PACTOS, RESPONSABILIDADES, E REALIDADE, onde erramos?

Há muito tempo me questiono sobre nossa responsabilidade como cidadãs e cidadãos no exercício dos nossos diferentes papéis: por exemplo, como pessoas educadoras, no exercício da maternidade e paternidade.

Como líderes, contribuindo com as organizações empresariais ou governamentais. Ou ainda, como pessoas influenciadoras, propagando ideias e produtos para consumo.
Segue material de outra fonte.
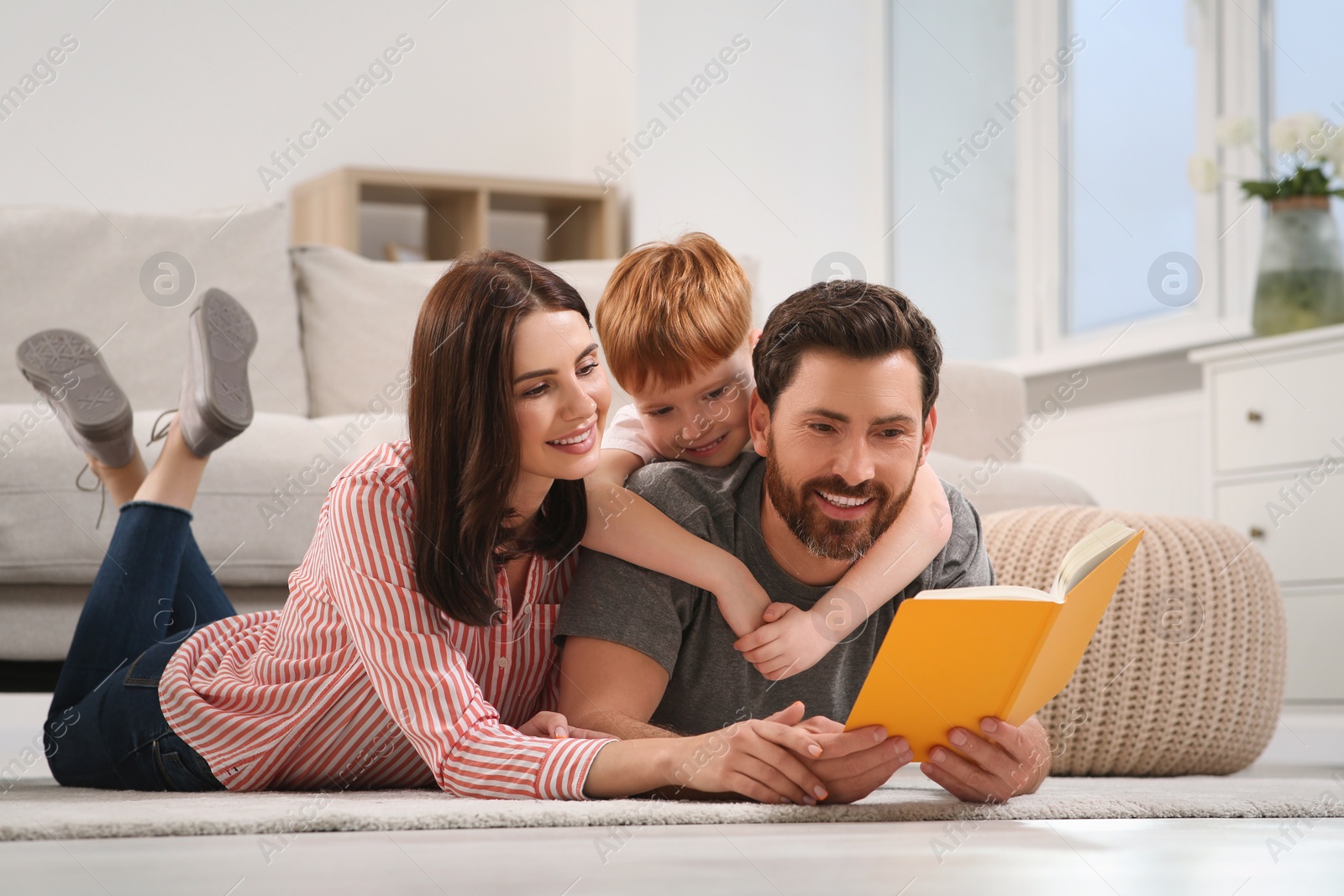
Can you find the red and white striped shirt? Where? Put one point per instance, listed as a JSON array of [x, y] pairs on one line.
[[360, 681]]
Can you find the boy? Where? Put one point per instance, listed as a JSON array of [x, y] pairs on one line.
[[675, 324]]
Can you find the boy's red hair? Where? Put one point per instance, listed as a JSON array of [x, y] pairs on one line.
[[672, 309]]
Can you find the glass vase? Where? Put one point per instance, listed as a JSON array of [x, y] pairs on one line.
[[1301, 273]]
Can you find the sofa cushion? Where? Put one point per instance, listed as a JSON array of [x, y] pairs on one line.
[[360, 316], [82, 269], [979, 410], [255, 512], [1005, 486]]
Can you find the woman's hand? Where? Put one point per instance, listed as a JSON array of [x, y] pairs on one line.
[[1005, 762], [790, 642], [553, 725], [754, 758]]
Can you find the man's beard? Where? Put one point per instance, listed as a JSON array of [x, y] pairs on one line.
[[820, 533]]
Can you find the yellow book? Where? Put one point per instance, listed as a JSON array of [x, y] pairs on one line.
[[954, 656]]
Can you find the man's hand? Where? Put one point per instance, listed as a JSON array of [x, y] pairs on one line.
[[853, 763], [1005, 762], [790, 642]]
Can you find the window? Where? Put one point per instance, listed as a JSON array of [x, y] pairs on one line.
[[1102, 191], [1131, 128]]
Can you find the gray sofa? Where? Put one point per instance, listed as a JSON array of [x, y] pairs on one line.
[[328, 380]]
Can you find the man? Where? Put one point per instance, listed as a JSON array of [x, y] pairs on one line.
[[847, 375]]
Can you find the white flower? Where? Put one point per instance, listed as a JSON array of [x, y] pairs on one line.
[[1236, 130], [1303, 134], [1334, 149], [1203, 174]]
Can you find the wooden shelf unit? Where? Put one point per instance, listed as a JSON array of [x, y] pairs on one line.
[[581, 219]]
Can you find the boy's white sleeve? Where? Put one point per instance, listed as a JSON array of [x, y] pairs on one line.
[[625, 432]]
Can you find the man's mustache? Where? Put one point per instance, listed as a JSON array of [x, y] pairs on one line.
[[835, 485]]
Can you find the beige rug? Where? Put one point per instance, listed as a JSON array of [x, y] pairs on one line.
[[39, 809]]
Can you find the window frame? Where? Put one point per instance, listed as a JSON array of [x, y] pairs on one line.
[[1233, 43]]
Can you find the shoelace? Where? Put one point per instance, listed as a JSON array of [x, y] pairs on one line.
[[155, 436]]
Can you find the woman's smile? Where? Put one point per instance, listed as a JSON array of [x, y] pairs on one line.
[[580, 441]]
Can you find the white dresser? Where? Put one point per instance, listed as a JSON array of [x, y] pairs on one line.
[[1276, 473]]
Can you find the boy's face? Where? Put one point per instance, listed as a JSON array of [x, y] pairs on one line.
[[703, 421]]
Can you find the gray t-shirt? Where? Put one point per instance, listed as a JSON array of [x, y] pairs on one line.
[[710, 684]]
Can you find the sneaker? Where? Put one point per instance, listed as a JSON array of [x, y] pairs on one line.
[[215, 398], [91, 406]]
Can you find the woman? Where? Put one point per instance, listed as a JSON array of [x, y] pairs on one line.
[[414, 647]]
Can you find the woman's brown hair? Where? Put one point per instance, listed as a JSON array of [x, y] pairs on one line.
[[464, 432]]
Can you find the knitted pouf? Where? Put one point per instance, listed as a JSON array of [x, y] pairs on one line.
[[1184, 674]]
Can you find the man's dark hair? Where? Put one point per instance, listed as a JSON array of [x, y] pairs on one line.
[[850, 317]]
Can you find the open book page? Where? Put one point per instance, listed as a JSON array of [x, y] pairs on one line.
[[987, 593], [1081, 559], [1089, 553]]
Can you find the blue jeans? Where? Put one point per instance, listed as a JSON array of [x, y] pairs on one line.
[[105, 727]]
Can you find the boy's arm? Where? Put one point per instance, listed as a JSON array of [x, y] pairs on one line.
[[795, 640], [628, 527]]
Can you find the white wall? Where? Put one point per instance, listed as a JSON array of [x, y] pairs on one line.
[[954, 253], [168, 107], [784, 159]]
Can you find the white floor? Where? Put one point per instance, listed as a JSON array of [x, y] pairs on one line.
[[1226, 857]]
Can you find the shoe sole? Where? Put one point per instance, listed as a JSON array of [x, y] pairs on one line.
[[92, 407], [218, 402]]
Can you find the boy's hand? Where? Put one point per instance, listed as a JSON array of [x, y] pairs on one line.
[[788, 642], [1001, 762], [553, 725], [741, 598]]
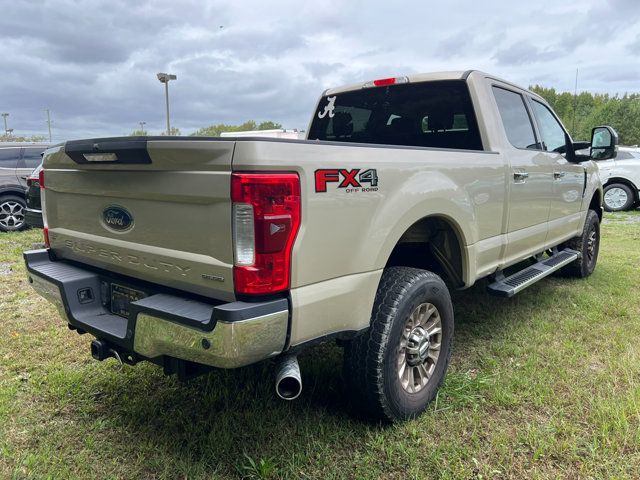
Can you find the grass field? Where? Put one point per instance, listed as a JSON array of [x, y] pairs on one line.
[[543, 385]]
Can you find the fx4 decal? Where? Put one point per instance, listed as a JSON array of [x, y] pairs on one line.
[[350, 180]]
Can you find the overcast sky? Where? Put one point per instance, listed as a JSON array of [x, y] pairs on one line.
[[93, 63]]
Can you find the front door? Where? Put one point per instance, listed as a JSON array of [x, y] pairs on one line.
[[529, 183], [568, 178]]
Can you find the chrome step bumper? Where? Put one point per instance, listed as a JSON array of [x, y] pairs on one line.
[[224, 335]]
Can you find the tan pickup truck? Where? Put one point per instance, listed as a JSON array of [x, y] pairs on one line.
[[197, 252]]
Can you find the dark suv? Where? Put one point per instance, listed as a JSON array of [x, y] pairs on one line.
[[16, 163]]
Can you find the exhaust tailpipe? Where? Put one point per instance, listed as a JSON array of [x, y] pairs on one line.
[[101, 350], [288, 379]]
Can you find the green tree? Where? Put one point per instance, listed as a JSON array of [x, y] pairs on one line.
[[175, 132], [216, 130], [587, 110], [14, 138]]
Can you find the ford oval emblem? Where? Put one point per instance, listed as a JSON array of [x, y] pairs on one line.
[[117, 218]]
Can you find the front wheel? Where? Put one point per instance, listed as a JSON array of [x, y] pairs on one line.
[[617, 197], [588, 244], [396, 367]]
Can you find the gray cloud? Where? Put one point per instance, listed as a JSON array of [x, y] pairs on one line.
[[524, 52], [93, 63]]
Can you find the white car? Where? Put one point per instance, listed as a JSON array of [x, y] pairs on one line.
[[621, 179]]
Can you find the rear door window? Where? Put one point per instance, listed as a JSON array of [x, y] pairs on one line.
[[436, 114], [515, 118], [9, 157]]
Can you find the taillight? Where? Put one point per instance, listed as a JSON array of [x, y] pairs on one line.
[[45, 228], [45, 234], [266, 218], [383, 82]]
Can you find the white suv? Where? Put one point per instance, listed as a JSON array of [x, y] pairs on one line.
[[621, 179]]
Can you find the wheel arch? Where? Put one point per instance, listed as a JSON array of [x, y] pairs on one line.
[[436, 243], [13, 190], [624, 181], [596, 203]]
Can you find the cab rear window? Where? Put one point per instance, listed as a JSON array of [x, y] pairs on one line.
[[426, 114]]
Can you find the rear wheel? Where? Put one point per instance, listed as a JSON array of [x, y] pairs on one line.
[[617, 197], [396, 367], [588, 244], [12, 213]]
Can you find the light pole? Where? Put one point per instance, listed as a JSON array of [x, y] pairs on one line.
[[165, 78], [6, 130], [49, 124]]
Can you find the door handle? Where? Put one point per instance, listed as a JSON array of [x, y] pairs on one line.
[[520, 176]]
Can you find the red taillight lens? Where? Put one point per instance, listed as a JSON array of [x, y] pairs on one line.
[[266, 221], [45, 234], [384, 81]]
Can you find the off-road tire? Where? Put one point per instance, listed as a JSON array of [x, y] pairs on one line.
[[619, 208], [7, 203], [370, 360], [588, 244]]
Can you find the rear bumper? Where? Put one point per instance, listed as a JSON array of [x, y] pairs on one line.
[[224, 335]]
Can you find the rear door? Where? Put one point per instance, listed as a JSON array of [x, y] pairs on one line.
[[568, 178], [529, 179]]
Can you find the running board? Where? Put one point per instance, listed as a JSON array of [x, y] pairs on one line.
[[509, 286]]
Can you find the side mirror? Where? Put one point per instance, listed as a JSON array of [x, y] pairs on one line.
[[604, 143]]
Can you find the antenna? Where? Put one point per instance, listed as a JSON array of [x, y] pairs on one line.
[[575, 104]]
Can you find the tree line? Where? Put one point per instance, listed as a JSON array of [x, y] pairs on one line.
[[580, 113]]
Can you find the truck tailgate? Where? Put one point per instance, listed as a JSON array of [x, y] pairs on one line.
[[160, 212]]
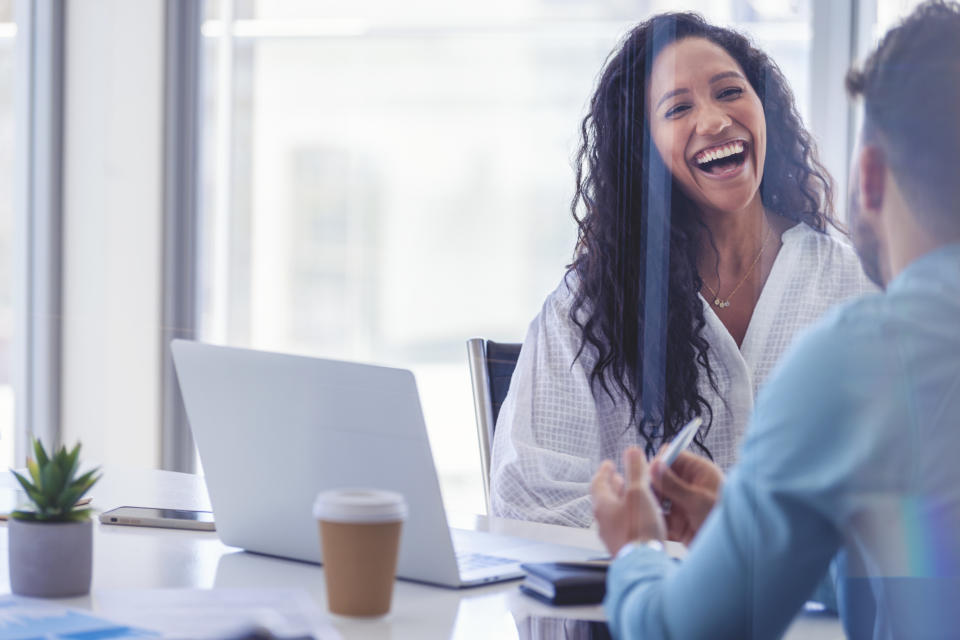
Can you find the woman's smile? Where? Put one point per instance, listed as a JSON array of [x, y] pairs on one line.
[[708, 125], [723, 161]]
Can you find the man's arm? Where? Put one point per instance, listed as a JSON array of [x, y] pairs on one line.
[[769, 541]]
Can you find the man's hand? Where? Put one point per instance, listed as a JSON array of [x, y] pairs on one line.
[[626, 510], [692, 485]]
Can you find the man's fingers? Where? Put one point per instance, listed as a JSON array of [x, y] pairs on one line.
[[669, 485]]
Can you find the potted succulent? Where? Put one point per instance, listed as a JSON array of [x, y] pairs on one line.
[[51, 546]]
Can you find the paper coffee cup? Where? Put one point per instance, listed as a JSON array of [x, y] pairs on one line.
[[360, 538]]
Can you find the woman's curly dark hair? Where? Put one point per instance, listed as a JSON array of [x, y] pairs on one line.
[[632, 214]]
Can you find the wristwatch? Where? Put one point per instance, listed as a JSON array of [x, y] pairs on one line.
[[656, 545]]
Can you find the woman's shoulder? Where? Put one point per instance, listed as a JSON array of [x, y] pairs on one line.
[[562, 298], [829, 254]]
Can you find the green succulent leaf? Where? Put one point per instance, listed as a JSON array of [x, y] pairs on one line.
[[52, 482], [55, 489], [33, 493]]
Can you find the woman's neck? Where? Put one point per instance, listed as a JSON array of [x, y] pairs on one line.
[[737, 238]]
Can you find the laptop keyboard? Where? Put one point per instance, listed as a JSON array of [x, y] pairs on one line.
[[473, 561]]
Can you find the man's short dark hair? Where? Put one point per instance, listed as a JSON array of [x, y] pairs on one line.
[[911, 90]]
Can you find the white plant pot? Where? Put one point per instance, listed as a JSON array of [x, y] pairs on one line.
[[50, 559]]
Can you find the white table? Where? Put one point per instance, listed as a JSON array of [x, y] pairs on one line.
[[135, 557]]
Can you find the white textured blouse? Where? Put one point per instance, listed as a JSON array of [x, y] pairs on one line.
[[553, 431]]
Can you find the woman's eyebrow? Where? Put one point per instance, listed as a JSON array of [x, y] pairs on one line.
[[670, 94], [725, 74]]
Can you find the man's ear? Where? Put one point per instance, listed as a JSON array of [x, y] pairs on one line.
[[873, 168]]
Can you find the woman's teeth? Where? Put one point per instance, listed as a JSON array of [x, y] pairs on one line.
[[722, 152]]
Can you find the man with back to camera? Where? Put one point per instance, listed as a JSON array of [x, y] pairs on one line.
[[853, 447]]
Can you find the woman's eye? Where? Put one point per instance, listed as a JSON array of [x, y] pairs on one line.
[[730, 92]]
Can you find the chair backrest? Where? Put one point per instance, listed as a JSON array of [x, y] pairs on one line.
[[491, 368]]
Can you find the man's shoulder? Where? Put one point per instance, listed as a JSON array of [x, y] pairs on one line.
[[846, 340]]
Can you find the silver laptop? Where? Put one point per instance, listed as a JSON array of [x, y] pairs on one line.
[[273, 430]]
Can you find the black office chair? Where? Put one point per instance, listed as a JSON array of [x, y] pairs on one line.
[[491, 368]]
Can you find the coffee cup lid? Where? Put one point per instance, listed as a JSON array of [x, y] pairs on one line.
[[360, 505]]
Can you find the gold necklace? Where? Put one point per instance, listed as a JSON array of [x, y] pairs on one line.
[[723, 304]]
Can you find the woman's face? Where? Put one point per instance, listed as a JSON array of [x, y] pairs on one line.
[[708, 124]]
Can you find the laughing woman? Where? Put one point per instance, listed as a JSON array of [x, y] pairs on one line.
[[751, 263]]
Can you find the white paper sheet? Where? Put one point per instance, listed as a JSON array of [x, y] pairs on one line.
[[216, 613]]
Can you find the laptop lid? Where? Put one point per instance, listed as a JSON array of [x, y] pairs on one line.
[[273, 430]]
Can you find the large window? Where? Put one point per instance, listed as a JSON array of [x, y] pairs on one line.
[[8, 33], [383, 180]]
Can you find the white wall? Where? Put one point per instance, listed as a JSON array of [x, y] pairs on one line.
[[112, 229]]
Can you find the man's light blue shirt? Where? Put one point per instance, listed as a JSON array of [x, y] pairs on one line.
[[853, 451]]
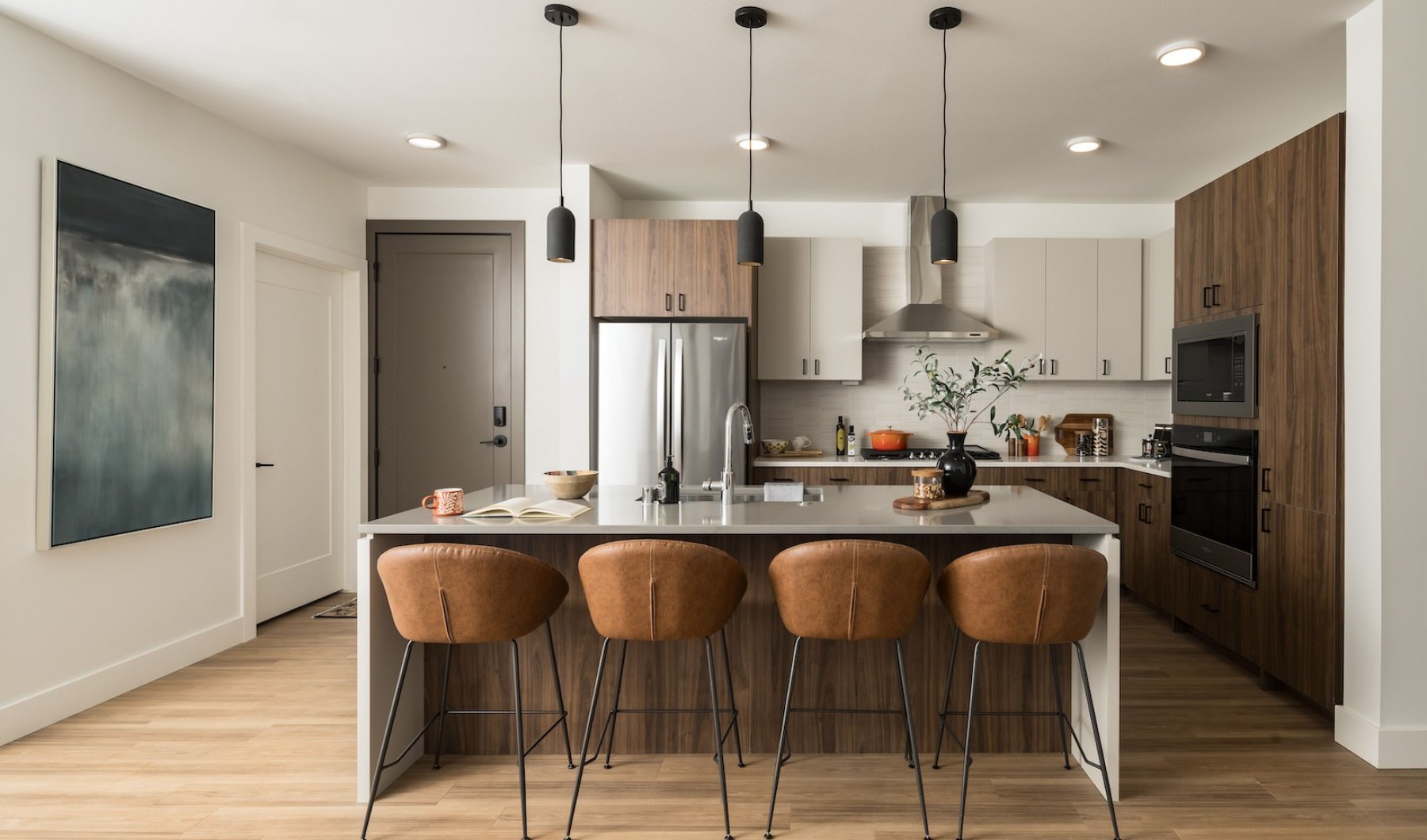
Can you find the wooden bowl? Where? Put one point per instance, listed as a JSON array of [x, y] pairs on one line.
[[570, 483]]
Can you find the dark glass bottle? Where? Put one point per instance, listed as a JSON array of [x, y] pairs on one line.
[[668, 483]]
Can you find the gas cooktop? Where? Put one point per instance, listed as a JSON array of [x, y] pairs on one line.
[[918, 454]]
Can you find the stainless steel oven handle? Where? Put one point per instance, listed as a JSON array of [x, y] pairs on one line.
[[1215, 456]]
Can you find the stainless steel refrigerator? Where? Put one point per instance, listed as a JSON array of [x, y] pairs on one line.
[[664, 390]]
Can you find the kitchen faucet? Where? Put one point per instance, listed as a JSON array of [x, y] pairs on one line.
[[725, 483]]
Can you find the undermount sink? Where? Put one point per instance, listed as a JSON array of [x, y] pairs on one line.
[[742, 494]]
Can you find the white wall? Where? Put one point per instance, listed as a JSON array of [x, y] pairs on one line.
[[557, 300], [90, 620], [1383, 716]]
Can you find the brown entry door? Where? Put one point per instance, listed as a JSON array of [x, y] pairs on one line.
[[444, 367]]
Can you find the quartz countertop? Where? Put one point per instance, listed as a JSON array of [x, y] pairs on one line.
[[1058, 460], [842, 511]]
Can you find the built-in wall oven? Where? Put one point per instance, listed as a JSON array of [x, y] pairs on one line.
[[1213, 502], [1216, 367]]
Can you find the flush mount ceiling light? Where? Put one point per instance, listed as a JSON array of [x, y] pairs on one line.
[[751, 224], [943, 221], [752, 142], [426, 140], [560, 224], [1180, 53]]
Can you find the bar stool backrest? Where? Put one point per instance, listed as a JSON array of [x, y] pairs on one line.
[[467, 594], [660, 590], [1025, 594], [849, 590]]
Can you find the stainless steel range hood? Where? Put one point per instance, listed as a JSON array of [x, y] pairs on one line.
[[925, 319]]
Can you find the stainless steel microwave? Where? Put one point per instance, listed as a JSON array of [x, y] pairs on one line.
[[1216, 367]]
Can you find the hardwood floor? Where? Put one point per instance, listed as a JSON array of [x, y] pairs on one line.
[[257, 743]]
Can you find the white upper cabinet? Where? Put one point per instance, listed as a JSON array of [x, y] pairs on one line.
[[1157, 307], [809, 308], [1075, 301]]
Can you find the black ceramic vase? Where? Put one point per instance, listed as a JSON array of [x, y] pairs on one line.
[[958, 468]]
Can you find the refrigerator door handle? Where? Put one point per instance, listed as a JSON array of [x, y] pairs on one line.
[[661, 397], [677, 404]]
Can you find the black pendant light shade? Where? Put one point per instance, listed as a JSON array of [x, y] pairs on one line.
[[560, 235], [749, 224], [943, 237], [749, 239], [943, 221], [560, 224]]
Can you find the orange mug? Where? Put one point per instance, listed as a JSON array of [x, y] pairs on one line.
[[446, 502]]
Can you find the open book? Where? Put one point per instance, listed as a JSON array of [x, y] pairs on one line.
[[524, 508]]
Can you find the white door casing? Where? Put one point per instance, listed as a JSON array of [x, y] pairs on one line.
[[299, 403]]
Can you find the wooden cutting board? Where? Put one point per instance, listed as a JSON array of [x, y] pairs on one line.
[[913, 504], [1073, 424]]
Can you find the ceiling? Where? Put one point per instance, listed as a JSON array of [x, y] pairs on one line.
[[848, 90]]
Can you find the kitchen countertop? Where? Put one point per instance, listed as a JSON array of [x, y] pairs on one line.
[[1059, 460], [854, 510]]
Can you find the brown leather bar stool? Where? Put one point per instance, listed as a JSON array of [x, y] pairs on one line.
[[661, 590], [849, 590], [447, 594], [1025, 595]]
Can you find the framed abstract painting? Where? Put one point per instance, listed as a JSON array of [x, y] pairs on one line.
[[126, 358]]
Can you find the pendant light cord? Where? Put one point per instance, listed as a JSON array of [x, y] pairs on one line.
[[751, 117], [943, 119], [563, 116]]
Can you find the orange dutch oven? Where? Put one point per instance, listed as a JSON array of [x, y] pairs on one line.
[[889, 440]]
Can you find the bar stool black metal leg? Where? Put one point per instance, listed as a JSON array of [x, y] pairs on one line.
[[446, 685], [966, 752], [584, 743], [718, 736], [1095, 727], [560, 695], [614, 713], [1062, 722], [385, 738], [911, 736], [947, 699], [520, 735], [782, 739], [733, 704]]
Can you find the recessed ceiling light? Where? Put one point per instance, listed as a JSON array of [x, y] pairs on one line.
[[752, 142], [1180, 53], [426, 140]]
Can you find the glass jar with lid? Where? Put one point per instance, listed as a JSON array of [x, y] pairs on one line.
[[927, 483]]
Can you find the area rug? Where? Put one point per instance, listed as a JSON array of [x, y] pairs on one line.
[[342, 611]]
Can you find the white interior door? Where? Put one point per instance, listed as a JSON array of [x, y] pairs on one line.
[[299, 433]]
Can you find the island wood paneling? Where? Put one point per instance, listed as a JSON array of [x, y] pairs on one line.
[[851, 675]]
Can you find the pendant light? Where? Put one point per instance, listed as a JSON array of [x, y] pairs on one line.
[[749, 224], [943, 221], [560, 224]]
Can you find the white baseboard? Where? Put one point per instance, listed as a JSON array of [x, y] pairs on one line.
[[53, 704], [1386, 747]]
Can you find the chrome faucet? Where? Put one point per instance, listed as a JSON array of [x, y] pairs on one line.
[[725, 483]]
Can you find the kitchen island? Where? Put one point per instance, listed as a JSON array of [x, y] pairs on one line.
[[852, 676]]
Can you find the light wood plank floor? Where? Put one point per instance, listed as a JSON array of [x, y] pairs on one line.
[[257, 743]]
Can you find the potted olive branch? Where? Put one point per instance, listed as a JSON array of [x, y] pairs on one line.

Lendo o artigo da semana passada, do Carlo Linkevieius Pereira, CEO do Pacto Global da ONU no Brasil e colunista do Valor Econômico S/A, ao me deparar com a frase abaixo, parei novamente para me questionar sobre nossa atuação no exercício das nossas responsabilidades e sobre tantos acordos e pactos que já assinamos.

“A guerra traz consigo não apenas o terror físico das batalhas, mas uma dor que transcende fronteiras, atingindo o âmago do tecido social e humano. Ela se manifesta no olhar vazio de uma criança que não conhecerá seus pais, na devastação de comunidades inteiras e no pesado ônus psicológico que carregamos”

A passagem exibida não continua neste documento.